Jacquot se réjouit que Pierre n'eût pas reconnu Dagobert. Il s'éloigna sans un mot. Pierre penserait ce qu'il voudrait ; ce n'était pas de chance qu'il ait eu une panne et fût rentré si tard. Si le domestique disait à son maître qu'il avait surpris Jacquot dehors tout habillé en pleine nuit, Mme André, comme son mari, poserait des questions embarrassantes, et Jacquot, qui ne savait pas mentir, serait bien en peine de donner une explication plausible.

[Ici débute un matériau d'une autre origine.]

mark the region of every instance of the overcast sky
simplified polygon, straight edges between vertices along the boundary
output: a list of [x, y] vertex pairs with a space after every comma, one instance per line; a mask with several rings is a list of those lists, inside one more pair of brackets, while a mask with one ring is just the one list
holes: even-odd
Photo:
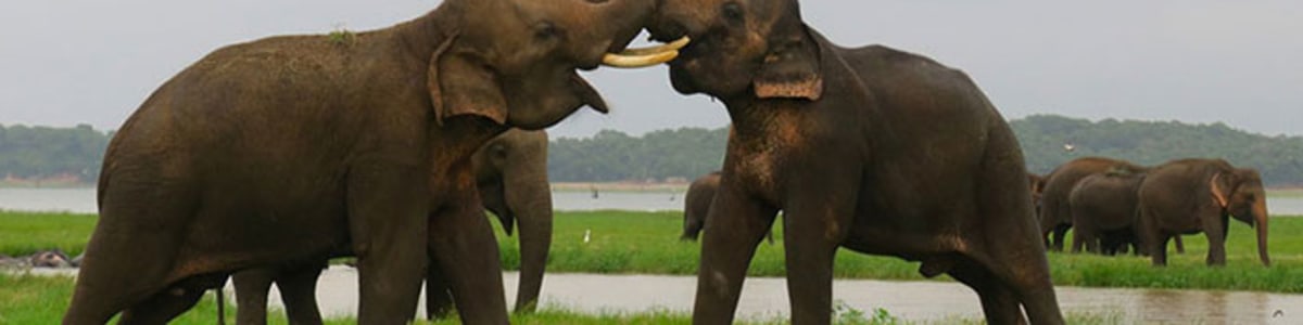
[[[551, 0], [560, 1], [560, 0]], [[117, 129], [163, 81], [224, 44], [369, 30], [430, 0], [13, 0], [0, 6], [0, 124]], [[966, 70], [1007, 118], [1222, 121], [1303, 135], [1303, 1], [803, 3], [843, 46], [886, 44]], [[663, 68], [599, 70], [611, 103], [551, 129], [585, 136], [727, 124]]]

Il regagna sa chambre en grimpant sur le poirier devant sa fenêtre. Il ouvrit sa porte doucement pour écouter si quelqu'un était éveillé dans la maison, mais tout était sombre et silencieux. « Au diable, Pierre ! pensa-t-il. S'il parle, je serai puni. » Il se coucha et réfléchit un moment aux étranges événements de la nuit. Puis il glissa dans un sommeil agité et, dans ses rêves, les trains fantômes, Pierre et Dagobert dansèrent une étrange sarabande. Il fut content de se réveiller dans la matinée ensoleillée. Sa mère le secouait.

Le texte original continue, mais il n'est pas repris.